By Robin Martin of RNZ
A proposal to roof the Whanganui Velodrome has dominated the city's Long Term Plan hearings this week.
The council wants to put a basic roof over the track for $20 million but many submitters want it to go further and budget for a multi-use facility, while a significant number say the velodrome has had its day and should be demolished.
The Whanganui Velodrome, with its Malaysian hardwood track, was considered one of the fastest in the world when it was built in 1995 and several New Zealand records have been set there.
But the track was never roofed - as planned - and was closed indefinitely in February because the track is rotting.
The council is consulting on three options for the velodrome: decommission it for $200,000; its preference the $20 million roof (labelled the tin-shed option by some critics); and a $36 million state-of-the-art multi-use centre.
At the hearing many submitters pushed for a new 2.2 or 2b option - a scaled-back $26 million multi-use facility.
Former Whanganui resident John McDonnell, who was heavily involved setting up the Avantidrome in Cambridge, said multi-use was the way to go.
"Put a roof over the velodrome. Construct it and they will come.
"The Whanganui community have shown their support for a covered velodrome facility that would be multi-purpose and, from my eight years of experience at Cambridge, I can see why Whanganui would want to be part of such an exciting venture."
McDonnell said 80 per cent of Avantidrome use was community driven.
Les Kiriona, who owns the Whanganui bar and club Frank, saw potential for putting on gigs at a multi-use facility.
"We have had other groups that have wanted to come to Whanganui but we can't find the right sized venue.
"For us, where we have Frank now, it has a 199 capacity or 475 with extra toilets and stuff like that.

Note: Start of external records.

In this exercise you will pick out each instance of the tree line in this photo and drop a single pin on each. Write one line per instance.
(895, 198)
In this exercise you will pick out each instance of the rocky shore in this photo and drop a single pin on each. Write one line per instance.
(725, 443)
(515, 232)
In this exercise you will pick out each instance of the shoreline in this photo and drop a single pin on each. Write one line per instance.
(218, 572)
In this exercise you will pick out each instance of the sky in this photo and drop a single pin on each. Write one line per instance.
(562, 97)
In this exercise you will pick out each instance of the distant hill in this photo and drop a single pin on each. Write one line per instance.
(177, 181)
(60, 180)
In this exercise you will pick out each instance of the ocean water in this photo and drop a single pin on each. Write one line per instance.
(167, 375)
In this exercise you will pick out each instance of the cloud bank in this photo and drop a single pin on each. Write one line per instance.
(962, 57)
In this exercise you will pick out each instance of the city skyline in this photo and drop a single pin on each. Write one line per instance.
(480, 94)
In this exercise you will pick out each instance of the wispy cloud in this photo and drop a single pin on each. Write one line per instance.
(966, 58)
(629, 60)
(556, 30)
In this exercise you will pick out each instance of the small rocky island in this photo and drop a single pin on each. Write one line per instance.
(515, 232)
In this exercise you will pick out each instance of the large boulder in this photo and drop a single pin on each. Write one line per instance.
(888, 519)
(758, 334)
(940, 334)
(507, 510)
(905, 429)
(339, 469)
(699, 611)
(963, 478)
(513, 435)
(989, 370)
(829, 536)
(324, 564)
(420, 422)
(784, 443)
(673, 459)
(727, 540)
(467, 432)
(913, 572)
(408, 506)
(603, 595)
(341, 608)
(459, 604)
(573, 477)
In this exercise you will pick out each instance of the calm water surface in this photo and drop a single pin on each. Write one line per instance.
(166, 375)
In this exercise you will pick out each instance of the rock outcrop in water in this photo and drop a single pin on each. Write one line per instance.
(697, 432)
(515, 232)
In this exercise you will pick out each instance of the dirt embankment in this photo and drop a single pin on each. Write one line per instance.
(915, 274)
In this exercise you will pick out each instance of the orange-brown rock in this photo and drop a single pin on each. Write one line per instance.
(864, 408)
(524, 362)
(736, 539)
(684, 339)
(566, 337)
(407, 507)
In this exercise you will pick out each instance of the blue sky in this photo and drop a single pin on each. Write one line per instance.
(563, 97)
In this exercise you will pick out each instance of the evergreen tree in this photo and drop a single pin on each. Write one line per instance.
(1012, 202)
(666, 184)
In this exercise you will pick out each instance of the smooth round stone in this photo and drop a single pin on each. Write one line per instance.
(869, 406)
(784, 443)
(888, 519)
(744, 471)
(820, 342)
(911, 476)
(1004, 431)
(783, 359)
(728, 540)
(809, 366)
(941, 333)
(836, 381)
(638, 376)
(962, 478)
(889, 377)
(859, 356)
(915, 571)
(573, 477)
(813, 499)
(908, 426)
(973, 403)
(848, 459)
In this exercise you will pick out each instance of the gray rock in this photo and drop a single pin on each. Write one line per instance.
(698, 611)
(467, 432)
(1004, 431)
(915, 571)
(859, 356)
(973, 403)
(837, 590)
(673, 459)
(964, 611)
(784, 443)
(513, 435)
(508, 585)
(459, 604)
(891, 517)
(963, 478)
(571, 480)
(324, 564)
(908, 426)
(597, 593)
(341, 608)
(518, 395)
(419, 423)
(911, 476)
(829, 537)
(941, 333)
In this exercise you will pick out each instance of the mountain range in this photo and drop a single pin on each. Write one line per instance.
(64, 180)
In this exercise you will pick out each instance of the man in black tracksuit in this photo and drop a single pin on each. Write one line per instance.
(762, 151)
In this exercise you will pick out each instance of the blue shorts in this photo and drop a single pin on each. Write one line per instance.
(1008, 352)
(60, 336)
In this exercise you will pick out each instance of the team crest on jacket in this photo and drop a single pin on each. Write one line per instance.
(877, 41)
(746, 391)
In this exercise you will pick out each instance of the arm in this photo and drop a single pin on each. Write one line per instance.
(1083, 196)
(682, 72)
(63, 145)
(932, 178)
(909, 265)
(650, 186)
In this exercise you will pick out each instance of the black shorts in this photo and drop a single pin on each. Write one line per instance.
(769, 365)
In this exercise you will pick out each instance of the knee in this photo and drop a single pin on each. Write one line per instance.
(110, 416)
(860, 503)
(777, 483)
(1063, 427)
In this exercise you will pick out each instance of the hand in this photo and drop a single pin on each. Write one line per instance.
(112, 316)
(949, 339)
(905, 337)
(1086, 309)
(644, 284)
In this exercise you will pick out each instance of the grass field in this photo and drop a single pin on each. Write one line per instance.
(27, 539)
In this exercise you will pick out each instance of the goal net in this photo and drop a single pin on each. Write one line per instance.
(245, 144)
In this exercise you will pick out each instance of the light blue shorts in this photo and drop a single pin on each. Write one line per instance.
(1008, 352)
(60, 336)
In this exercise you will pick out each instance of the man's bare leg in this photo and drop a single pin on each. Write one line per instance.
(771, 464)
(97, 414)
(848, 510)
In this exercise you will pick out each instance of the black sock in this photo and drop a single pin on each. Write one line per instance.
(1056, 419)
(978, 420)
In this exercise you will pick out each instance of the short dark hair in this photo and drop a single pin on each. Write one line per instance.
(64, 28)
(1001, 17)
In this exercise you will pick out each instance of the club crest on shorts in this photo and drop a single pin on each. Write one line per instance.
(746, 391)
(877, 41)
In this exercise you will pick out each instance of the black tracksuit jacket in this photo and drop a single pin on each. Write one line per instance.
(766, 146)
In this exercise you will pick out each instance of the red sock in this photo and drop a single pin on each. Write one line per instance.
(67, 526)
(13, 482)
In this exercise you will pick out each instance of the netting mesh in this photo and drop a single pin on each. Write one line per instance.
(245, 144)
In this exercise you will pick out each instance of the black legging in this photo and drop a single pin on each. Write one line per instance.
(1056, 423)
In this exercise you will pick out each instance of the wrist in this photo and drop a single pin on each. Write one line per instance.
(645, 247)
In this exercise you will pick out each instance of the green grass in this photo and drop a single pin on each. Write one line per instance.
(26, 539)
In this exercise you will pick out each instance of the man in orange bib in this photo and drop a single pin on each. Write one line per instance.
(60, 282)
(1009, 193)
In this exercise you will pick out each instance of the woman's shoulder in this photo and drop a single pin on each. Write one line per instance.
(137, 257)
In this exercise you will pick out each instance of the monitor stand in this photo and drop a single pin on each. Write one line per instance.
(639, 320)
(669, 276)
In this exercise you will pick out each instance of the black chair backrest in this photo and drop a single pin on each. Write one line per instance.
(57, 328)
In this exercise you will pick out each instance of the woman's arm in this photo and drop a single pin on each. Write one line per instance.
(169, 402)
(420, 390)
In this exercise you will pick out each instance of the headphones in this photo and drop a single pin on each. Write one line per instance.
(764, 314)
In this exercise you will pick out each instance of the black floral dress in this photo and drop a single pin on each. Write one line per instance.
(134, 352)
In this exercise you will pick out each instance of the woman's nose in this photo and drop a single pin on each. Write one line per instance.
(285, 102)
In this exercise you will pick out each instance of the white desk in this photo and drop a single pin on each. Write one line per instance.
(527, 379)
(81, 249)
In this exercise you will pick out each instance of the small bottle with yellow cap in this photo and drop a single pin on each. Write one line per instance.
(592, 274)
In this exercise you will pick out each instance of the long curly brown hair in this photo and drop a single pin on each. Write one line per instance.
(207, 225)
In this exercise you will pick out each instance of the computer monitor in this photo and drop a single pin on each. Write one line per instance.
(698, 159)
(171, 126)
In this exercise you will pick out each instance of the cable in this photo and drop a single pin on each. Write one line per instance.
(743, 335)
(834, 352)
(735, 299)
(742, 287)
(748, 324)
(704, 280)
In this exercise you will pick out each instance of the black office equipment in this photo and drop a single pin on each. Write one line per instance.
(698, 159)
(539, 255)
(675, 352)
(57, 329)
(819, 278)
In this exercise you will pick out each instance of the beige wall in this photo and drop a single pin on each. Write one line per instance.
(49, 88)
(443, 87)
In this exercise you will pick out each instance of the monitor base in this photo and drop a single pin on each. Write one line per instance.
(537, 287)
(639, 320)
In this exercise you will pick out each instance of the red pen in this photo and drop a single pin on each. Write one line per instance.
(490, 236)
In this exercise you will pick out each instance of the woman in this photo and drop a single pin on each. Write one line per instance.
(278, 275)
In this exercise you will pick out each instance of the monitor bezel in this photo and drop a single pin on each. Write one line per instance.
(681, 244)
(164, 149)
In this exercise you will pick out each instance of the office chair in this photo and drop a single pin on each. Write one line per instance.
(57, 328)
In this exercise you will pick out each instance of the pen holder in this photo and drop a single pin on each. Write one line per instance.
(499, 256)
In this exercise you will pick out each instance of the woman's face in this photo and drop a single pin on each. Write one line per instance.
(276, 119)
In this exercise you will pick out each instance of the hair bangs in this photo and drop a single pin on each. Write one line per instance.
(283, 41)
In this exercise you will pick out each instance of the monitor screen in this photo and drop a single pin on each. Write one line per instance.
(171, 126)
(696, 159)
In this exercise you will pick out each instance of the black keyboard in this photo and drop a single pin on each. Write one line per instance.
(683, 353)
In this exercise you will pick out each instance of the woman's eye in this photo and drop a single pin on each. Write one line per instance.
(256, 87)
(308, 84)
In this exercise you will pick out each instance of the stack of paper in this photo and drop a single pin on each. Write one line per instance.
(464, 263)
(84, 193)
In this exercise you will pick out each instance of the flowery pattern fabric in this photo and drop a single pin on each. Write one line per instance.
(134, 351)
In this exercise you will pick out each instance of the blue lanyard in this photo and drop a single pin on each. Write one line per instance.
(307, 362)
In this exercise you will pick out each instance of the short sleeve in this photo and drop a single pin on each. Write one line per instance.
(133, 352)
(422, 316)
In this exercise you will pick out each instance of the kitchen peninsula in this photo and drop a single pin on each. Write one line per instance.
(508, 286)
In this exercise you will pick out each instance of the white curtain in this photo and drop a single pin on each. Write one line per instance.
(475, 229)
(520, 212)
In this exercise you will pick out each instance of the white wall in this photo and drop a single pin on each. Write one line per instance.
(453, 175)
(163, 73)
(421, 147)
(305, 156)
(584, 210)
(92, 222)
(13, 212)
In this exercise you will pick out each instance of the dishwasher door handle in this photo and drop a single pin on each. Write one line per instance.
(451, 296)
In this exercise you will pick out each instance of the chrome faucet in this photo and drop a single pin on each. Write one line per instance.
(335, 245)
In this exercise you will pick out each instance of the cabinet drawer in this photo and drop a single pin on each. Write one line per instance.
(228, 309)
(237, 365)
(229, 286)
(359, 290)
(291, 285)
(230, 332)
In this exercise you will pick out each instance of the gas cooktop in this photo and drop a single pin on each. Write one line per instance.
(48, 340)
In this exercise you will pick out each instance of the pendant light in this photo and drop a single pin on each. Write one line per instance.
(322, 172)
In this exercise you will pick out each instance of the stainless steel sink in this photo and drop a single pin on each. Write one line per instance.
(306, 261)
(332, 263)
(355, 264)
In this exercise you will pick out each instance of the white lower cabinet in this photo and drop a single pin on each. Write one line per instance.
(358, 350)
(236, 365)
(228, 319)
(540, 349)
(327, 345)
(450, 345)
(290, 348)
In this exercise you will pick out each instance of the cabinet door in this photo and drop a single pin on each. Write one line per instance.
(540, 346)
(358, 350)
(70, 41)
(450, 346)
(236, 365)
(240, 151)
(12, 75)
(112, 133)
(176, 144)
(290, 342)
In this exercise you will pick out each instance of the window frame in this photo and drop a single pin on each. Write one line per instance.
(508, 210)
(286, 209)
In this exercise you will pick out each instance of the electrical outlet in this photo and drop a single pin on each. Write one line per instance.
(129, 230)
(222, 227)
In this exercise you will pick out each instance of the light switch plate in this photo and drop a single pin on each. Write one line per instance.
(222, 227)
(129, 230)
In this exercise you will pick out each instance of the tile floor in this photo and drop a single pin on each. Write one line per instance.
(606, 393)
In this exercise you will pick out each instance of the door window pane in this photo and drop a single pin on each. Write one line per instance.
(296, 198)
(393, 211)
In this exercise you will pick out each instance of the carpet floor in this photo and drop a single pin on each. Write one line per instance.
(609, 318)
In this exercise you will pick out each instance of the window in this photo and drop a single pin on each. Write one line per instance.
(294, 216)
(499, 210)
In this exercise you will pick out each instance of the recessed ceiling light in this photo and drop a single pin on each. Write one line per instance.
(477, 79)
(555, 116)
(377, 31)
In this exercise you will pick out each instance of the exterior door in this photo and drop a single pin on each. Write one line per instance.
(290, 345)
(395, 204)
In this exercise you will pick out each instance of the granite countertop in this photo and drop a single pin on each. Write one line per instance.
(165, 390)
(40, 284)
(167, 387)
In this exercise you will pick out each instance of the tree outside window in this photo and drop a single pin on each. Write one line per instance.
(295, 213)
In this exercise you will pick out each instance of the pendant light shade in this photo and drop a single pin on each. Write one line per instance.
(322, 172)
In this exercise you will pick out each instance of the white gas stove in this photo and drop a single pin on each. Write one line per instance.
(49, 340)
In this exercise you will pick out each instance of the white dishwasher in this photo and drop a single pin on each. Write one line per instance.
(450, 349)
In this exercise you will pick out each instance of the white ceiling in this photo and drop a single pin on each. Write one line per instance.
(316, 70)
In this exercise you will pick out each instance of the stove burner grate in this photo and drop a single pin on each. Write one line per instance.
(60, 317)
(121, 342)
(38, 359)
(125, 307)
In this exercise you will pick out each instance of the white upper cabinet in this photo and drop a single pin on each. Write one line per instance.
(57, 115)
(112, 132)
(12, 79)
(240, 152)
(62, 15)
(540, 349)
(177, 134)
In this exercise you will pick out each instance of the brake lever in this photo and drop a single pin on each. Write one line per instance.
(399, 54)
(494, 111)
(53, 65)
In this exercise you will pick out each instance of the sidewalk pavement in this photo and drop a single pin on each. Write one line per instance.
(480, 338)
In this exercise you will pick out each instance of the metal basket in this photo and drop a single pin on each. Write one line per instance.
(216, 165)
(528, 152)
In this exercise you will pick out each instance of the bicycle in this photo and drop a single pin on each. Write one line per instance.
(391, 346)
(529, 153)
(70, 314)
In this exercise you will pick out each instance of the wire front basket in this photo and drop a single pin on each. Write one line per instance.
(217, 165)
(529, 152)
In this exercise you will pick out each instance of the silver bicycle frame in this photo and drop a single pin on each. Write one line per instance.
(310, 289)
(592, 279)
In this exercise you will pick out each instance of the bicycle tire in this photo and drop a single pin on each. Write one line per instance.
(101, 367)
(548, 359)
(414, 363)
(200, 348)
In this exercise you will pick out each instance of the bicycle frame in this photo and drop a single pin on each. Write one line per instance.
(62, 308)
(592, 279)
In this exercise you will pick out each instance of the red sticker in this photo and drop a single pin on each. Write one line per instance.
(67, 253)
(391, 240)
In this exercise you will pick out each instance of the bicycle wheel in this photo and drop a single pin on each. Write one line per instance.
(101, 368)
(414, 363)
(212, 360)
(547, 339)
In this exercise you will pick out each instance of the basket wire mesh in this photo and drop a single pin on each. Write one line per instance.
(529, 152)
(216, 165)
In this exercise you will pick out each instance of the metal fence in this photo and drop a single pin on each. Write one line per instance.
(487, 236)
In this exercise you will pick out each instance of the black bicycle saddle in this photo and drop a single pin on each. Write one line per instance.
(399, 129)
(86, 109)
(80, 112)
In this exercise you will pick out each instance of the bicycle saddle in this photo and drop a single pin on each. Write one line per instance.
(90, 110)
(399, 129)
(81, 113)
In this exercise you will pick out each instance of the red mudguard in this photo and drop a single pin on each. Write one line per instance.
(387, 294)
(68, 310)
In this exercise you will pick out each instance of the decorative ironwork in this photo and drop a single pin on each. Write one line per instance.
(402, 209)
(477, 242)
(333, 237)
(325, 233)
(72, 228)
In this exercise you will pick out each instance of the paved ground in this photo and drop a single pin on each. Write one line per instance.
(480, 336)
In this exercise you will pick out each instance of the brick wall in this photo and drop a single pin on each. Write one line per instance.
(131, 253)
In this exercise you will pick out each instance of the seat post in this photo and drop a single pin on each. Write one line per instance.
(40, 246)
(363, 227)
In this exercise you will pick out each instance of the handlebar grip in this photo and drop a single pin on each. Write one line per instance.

"So anyone wanting to come here with a medium-sized promoter, if you can find a venue that has a capacity 500 to 1000 they won't come here. They skip us and go straight through to New Plymouth."
But about 40 per cent of Whanganui residents want the city to cut its losses.
Paul Lowe was one of those.
"I don't believe a city of this size can afford a luxury like an extravagantly roofed velodrome. Lets get rid of what we've got and face up to the fact that that is what we can afford."
Another local resident, Michael Law, also reckoned the numbers did not add up.
"We have 44,000 people in Whanganui and that's not a great investment. If you look on a return on investment of three to one and we look at risk allocation, we would need $3 million worth of social benefit to Whanganui to validate a $1 million loss in operating expenses."
Cycling Whanganui president Ian Murphy believed the operating costs argument did not stack up.
"The elephant in the room here potentially is, what do other facilities in this town cost council and that is pretty quiet in this conversation.
"We've got a pretty impressive facility being built across the other side of Victoria Avenue from where the velodrome is. I have a suspicion that's going to cost us a bit each year."
A point councillor Philippa Baker-Hogan was happy to reinforce by adding that estimated running costs for the upgraded Sargeant Gallery would be $2m annually.
Bob Smith of the Regional Velodrome Development Trust warned that the council's preferred option would end up the preserve of cyclists only.
"The trend throughout the world today is to build multi-purpose facilities. Existing single-use facilities are being re-purposed.
"In England, football stadiums, traditionally the Mecca for soccer fans, are now being re-purposed to become multi-use."
The Trust was behind the 11th-hour concept for the scaled-back $26m multi-purpose stadium.
Former councillor Terry Coxon got underneath the Mayor Hamish McDouall's skin when he suggested the council was deliberately sidelining the Velodrome Trust.
"My appeal to you is to listen to Bob Smith and his team. Cover the velodrome with a proven membrane roof, but do it now. Stop procrastinating. There endeth the lesson."
The council will decide which option it will fund on May 25.